J'ai du mal...

 

J’ai du mal à vivre ma situation privilégiée de tangueros alors que les Gilets Jaunes se battent tout autour de moi pour faire connaître leurs immenses difficultés à vivre, à subsister.

Je découvre l’état de misère dans lequel vivent bon nombre de compatriotes, alors que jusqu’à ces derniers temps mes principales préoccupations concernaient l’organisation de mes prochains déplacements pour participer à tel ou tel festival.

Quel décalage ! j’ai presque honte !   Ca me coupe mes envies de me rendre aux évènements qui sont pourtant annoncés dans nos réseaux tangueros, sur FB ou au moyen de messages individuels. Dans notre milieu du tango les réactions commencent à apparaître. Certes la vie ne doit pas s’arréter. Nous continuons tous plus ou moins à vivre selon nos habitudes. Mais nous sommes affectés. Quelques uns réagissent notamment sur FaceBook en relayant des textes, des vidéos.

Les commentaires montrent combien cela nous affecte, combien nous comprenons, combien nous acceptons ce mouvement, même si les blocages des rond points ou autoroutes gênent nos déplacements, ou peuvent retarder nos rendez vous.

Qu’est ce par rapport à l’enjeu de ce qui se passe en ce moment ? Nous sommes en train de vivre un évènement certainement historique. La société et ses rapports avec ses dirigeants vont peut être changer, notre vie de tous les jours risque d’être modifiée. Dans quel sens ? C’est la grande inconnue.

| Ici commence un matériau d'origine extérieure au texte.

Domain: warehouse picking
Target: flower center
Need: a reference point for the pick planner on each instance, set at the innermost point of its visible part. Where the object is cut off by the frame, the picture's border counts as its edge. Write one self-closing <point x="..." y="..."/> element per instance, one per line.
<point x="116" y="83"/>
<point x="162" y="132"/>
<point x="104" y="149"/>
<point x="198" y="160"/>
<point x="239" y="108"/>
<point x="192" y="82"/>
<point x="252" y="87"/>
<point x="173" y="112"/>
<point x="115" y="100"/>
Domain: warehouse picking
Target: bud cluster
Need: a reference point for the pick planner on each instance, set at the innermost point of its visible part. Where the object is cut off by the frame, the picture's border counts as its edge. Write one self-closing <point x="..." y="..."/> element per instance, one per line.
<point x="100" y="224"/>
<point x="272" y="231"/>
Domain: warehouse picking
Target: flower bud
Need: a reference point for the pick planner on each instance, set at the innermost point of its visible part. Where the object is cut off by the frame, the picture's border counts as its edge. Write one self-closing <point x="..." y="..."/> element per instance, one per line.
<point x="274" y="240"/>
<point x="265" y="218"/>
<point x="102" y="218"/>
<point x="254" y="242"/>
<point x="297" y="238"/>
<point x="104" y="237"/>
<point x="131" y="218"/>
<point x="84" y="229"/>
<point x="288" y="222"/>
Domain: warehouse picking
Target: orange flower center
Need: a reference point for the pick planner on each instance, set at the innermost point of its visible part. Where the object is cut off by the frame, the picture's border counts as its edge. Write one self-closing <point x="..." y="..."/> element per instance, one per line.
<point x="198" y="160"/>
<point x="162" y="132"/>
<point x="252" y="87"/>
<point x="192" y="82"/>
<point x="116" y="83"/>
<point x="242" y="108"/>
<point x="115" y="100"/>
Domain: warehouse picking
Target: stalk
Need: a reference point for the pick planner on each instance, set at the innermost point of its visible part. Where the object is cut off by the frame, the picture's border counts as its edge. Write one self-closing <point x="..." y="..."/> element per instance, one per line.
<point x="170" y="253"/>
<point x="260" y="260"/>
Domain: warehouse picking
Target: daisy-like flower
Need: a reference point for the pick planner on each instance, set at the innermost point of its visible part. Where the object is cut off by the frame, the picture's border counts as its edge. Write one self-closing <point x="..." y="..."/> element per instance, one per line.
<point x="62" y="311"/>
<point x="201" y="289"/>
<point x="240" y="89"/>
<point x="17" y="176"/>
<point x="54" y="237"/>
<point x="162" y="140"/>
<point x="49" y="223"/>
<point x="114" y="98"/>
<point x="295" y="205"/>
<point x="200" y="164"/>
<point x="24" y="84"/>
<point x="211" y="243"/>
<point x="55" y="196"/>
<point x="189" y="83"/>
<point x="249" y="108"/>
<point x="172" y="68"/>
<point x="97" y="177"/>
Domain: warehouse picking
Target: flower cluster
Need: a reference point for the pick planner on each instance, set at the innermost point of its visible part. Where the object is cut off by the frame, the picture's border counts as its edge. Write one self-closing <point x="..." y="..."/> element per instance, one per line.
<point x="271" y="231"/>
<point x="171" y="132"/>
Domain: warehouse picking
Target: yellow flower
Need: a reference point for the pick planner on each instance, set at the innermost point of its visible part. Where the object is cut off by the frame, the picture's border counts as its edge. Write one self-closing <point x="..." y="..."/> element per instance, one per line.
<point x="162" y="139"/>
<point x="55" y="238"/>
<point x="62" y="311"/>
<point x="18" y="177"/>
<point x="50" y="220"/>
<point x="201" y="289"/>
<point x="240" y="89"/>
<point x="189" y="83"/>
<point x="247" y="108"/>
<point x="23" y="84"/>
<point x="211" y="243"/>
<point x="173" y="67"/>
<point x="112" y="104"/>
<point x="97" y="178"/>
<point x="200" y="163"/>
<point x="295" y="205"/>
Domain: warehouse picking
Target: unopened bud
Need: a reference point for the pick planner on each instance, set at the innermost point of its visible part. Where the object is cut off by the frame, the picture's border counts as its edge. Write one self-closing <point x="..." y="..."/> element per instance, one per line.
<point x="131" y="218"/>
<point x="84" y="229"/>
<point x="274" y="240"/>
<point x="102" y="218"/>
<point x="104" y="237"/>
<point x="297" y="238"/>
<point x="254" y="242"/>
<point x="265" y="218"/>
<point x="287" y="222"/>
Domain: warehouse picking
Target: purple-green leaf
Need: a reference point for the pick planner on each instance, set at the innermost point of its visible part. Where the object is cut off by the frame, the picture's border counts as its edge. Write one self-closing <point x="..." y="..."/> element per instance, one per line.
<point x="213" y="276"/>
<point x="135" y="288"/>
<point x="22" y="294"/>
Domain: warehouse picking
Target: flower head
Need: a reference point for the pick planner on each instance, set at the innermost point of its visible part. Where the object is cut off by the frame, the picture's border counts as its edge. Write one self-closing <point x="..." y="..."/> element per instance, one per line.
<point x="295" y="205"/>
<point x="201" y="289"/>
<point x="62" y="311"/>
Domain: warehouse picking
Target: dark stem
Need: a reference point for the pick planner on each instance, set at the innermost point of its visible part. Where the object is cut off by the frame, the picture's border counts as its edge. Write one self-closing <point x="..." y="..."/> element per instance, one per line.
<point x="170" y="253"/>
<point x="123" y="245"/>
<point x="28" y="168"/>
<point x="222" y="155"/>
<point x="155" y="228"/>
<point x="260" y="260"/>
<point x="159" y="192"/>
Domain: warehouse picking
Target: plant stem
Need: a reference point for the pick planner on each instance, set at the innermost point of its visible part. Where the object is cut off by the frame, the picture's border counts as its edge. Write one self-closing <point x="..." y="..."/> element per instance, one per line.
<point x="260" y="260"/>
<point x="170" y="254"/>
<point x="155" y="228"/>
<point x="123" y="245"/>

Nous restons cependant des privilégiés. Même si pour la plupart nous ne roulons pas sur l’or. Nous sommes des bons vivants, des fêtards.

J’espère que nous continuerons à avoir cette même vision de la vie.

Un Abrazo à tous…et un encouragement sincère aux Gilets Jaunes.

 

Claude Gosselin

 

 

 

Commentaires

Comment: 

Je reconnais bien là Claude ta sensibilité à l'égard de la détresse qui s'est exprimée lors du lancement de ce mouvement.
Je comprends ce qui a surgi même si le point d'entrée choisi, la hausse des carburants, n'était sans doute pas le meilleur. Peu importe, il a servi de déclencheur et c'était sans doute nécessaire.
Parmi les "privilèges" relatifs dont je bénéficie en raison de mes études (financées en travaillant) et de mon implication professionnelle, il y a celui de pouvoir voyager aujourd'hui et partager le quotidien d'autres pays.
En particulier l'Argentine qui je l'assure à tous les lecteurs, présente des écarts de revenus, des comportements politiques, des niveaux de corruption à se dresser les cheveux sur la tête.
La pauvreté touche ici une grande partie de la population et quasiment la moitié des enfants. Et nombre de pays connaissent des situations bien pires.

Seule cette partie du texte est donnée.